TensorFlow Dataloader

class nvtabular.loader.tensorflow.KerasSequenceLoader(paths_or_dataset, batch_size, label_names=None, feature_columns=None, cat_names=None, cont_names=None, engine=None, shuffle=True, seed_fn=None, buffer_size=0.1, device=None, parts_per_chunk=1, reader_kwargs=None, global_size=None, global_rank=None, drop_last=False, sparse_names=None, sparse_max=None, sparse_as_dense=False, schema=None)[source]

Bases: keras.utils.data_utils.Sequence, nvtabular.loader.backend.DataLoader

Infinite generator used to asynchronously iterate through CSV or Parquet dataframes on GPU by leveraging an NVTabular Dataset. Applies preprocessing via NVTabular Workflow objects and outputs tabular dictionaries of TensorFlow Tensors via dlpack. Useful for training tabular models built in Keras and trained via tf.keras.Model.fit.
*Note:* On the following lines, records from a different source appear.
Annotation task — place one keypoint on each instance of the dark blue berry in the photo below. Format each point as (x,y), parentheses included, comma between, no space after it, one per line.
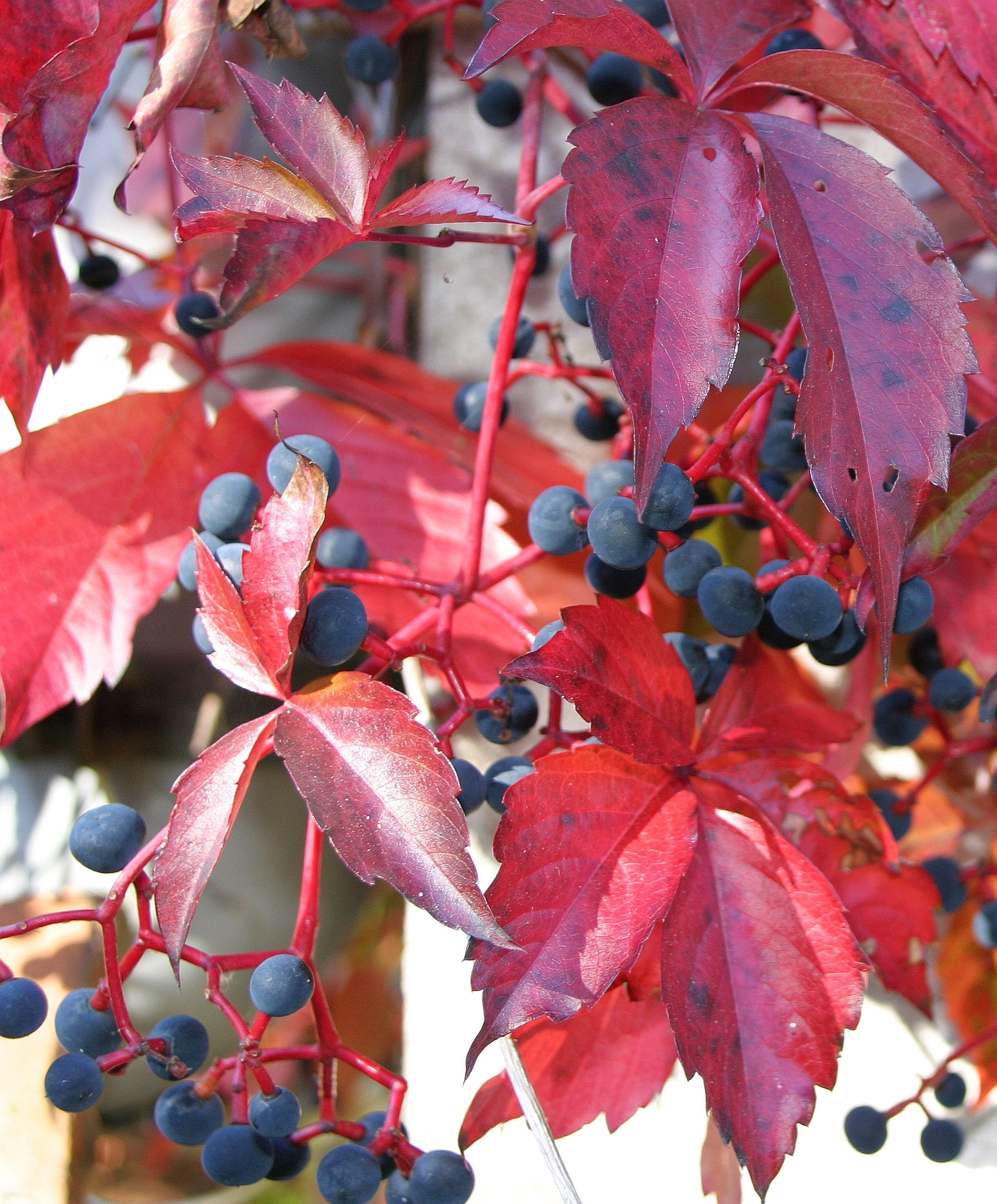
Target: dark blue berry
(942,1141)
(350,1174)
(951,1091)
(866,1130)
(618,537)
(614,79)
(23,1008)
(469,406)
(182,1116)
(599,428)
(73,1083)
(551,521)
(472,785)
(200,636)
(282,460)
(894,719)
(952,690)
(289,1160)
(187,1041)
(371,61)
(521,714)
(276,1115)
(946,877)
(886,801)
(187,566)
(281,985)
(335,626)
(730,601)
(237,1155)
(671,500)
(526,336)
(842,646)
(99,272)
(692,654)
(574,306)
(547,633)
(499,104)
(915,604)
(794,40)
(807,607)
(782,449)
(614,583)
(193,311)
(441,1176)
(342,548)
(229,505)
(108,837)
(924,653)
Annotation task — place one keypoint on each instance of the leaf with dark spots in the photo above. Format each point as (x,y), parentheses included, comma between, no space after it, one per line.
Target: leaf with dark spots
(760,975)
(766,703)
(613,665)
(715,35)
(949,516)
(874,446)
(526,26)
(210,794)
(610,1060)
(386,796)
(648,178)
(593,848)
(874,94)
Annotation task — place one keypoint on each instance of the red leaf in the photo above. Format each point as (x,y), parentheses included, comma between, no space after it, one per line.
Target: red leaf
(650,176)
(949,516)
(612,1059)
(624,680)
(890,912)
(760,975)
(210,794)
(715,35)
(85,553)
(888,35)
(279,564)
(884,386)
(593,24)
(34,303)
(55,68)
(767,704)
(875,95)
(379,787)
(593,848)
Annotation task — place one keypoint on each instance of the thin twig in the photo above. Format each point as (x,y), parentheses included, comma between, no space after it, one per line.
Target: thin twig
(537,1121)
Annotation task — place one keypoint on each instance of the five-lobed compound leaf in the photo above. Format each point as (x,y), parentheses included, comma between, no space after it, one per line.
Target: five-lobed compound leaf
(650,176)
(760,975)
(885,374)
(526,26)
(85,553)
(613,665)
(386,796)
(593,848)
(612,1059)
(34,305)
(717,34)
(874,94)
(210,794)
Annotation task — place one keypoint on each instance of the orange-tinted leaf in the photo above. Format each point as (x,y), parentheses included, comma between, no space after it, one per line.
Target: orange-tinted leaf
(624,680)
(610,1060)
(386,796)
(593,848)
(760,974)
(210,794)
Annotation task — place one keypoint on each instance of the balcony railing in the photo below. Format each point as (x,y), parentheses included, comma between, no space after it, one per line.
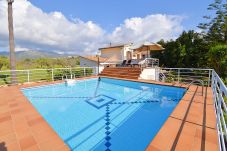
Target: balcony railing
(35,75)
(149,62)
(211,79)
(180,75)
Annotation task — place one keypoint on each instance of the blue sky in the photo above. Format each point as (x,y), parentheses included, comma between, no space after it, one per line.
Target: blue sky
(83,26)
(110,13)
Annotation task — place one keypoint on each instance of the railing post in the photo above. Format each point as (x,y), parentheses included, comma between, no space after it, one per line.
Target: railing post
(209,79)
(28,76)
(52,74)
(71,72)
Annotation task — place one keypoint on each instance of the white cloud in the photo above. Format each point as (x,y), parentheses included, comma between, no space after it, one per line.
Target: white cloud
(35,29)
(151,28)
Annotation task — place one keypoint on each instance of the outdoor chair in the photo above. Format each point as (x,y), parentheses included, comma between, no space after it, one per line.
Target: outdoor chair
(122,64)
(128,63)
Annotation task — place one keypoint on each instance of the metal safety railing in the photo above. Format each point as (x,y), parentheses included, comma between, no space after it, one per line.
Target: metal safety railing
(206,77)
(220,98)
(185,75)
(35,75)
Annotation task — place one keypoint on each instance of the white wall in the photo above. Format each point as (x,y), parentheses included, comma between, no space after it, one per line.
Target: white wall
(150,74)
(87,63)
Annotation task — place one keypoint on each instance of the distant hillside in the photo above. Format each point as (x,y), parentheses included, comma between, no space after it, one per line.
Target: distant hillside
(20,55)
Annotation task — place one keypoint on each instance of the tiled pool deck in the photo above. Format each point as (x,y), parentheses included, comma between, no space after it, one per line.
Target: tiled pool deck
(191,126)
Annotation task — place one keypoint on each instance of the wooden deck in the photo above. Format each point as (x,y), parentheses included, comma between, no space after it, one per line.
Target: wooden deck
(191,126)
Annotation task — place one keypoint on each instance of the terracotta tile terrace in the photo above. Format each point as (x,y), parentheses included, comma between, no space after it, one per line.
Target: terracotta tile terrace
(191,126)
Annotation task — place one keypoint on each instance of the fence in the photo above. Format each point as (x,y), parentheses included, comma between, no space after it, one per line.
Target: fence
(34,75)
(185,75)
(220,98)
(181,75)
(209,78)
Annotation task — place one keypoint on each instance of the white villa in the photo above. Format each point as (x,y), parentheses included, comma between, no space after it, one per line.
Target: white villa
(116,54)
(130,56)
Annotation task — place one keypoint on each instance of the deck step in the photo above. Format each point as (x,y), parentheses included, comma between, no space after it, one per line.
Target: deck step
(122,72)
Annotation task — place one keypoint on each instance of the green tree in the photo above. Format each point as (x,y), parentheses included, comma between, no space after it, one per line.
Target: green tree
(188,50)
(215,29)
(4,62)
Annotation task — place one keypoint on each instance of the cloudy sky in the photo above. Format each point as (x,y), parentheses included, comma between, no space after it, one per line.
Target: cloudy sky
(82,26)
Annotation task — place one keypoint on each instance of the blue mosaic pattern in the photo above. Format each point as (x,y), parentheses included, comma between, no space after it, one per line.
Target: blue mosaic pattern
(100,101)
(107,127)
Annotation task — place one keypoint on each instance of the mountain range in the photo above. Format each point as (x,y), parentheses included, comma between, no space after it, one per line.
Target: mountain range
(32,54)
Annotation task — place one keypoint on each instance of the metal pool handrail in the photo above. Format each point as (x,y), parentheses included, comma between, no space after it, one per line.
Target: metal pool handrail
(200,81)
(220,96)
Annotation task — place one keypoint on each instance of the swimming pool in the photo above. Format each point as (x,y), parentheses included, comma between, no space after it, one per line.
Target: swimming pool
(105,114)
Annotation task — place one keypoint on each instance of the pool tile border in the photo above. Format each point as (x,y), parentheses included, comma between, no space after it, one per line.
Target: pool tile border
(23,128)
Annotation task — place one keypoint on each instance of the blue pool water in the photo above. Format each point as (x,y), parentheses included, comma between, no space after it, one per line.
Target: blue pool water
(106,114)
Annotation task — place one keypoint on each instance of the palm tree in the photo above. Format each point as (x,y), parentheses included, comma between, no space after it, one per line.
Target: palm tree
(11,42)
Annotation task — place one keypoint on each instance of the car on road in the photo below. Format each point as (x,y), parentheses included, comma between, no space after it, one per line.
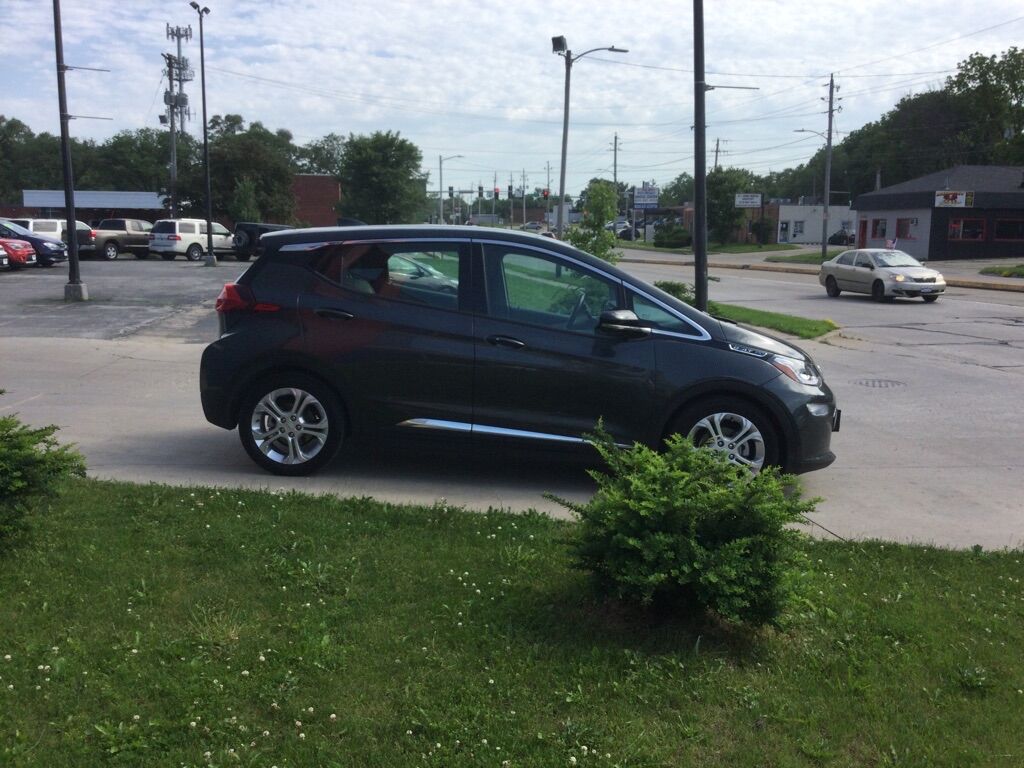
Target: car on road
(882,272)
(15,253)
(48,251)
(170,238)
(325,341)
(115,237)
(57,228)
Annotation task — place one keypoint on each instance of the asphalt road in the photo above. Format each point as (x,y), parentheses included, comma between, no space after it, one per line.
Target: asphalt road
(929,450)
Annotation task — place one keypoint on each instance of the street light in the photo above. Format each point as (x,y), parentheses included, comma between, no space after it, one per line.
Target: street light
(211,257)
(827,195)
(440,185)
(559,46)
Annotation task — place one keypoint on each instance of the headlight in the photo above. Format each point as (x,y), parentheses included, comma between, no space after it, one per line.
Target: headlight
(801,372)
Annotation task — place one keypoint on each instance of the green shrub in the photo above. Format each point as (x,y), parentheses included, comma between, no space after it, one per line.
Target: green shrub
(32,465)
(685,525)
(673,236)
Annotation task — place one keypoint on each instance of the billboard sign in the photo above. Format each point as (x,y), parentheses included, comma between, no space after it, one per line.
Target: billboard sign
(645,197)
(948,199)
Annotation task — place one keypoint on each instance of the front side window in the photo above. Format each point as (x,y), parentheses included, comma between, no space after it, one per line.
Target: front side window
(416,272)
(967,228)
(544,290)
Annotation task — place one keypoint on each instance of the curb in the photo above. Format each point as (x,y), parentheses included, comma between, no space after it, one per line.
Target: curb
(797,269)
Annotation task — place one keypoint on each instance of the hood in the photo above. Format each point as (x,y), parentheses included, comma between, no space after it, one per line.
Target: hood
(740,335)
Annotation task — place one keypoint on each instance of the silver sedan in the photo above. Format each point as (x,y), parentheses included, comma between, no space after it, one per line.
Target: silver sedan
(883,272)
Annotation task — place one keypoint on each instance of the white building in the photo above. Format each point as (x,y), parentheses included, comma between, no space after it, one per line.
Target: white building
(803,223)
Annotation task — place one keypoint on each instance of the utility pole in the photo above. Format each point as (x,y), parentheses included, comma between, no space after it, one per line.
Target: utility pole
(824,213)
(524,196)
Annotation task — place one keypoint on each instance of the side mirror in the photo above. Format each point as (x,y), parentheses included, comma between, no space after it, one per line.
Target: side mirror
(622,323)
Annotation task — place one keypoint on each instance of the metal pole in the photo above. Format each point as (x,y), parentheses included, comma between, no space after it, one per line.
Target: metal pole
(699,165)
(560,226)
(75,290)
(824,214)
(211,257)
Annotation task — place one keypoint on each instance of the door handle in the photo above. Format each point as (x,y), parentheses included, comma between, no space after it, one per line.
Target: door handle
(506,341)
(333,313)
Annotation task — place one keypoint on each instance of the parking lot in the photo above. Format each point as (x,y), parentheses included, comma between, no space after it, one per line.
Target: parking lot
(928,451)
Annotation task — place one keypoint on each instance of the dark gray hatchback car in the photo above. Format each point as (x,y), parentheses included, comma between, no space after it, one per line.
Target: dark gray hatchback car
(329,336)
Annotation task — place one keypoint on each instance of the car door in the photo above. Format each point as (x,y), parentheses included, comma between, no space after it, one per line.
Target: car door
(400,352)
(544,372)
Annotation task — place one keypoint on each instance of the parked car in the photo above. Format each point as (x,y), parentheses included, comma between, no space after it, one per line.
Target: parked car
(15,253)
(117,236)
(57,228)
(882,272)
(187,237)
(247,235)
(48,251)
(842,238)
(322,343)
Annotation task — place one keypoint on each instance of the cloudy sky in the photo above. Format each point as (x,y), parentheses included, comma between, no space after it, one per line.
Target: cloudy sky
(479,79)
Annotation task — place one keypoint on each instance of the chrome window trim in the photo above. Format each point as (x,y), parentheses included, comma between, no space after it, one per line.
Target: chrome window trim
(702,334)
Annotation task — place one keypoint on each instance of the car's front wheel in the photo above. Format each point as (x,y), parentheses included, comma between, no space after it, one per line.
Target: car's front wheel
(291,424)
(739,430)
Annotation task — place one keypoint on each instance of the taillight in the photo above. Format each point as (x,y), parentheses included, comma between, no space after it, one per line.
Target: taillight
(236,298)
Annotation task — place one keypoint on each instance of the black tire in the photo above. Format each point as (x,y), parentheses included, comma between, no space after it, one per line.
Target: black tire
(276,409)
(760,441)
(110,250)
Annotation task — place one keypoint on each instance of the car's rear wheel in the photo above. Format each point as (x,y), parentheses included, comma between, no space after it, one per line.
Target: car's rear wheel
(291,424)
(739,430)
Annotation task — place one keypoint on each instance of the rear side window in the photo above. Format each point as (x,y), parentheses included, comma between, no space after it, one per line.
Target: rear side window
(418,273)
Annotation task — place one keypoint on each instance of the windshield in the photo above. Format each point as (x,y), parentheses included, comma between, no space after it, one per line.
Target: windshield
(895,258)
(15,227)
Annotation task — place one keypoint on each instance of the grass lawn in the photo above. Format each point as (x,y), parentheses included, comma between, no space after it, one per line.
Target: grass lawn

The data loading scheme is implemented by loading, preprocessing, and batching data in an asynchronous thread. The amount of randomness in shuffling is controlled by the buffer_size and parts_per_chunk kwargs. At load time, sub-chunks of data with size controlled by buffer_size are loaded from random partitions in the dataset, and parts_per_chunk of them are concatenated into a single chunk, shuffled, and split into batches. This means that each chunk has buffer_size*parts_per_chunk rows, and due to the asynchronous nature of the dataloader that means there are, including the batch being processed by your network, 3*buffer_size*parts_per_chunk rows of data in GPU memory at any given time. This means that for a fixed memory budget, using more parts_per_chunk will come at the expense of smaller buffer_size, increasing the number of reads and reducing throughput. The goal should be to maximize the total amount of memory utilized at once without going OOM and with the fewest number of reads to meet your epoch-level randomness needs.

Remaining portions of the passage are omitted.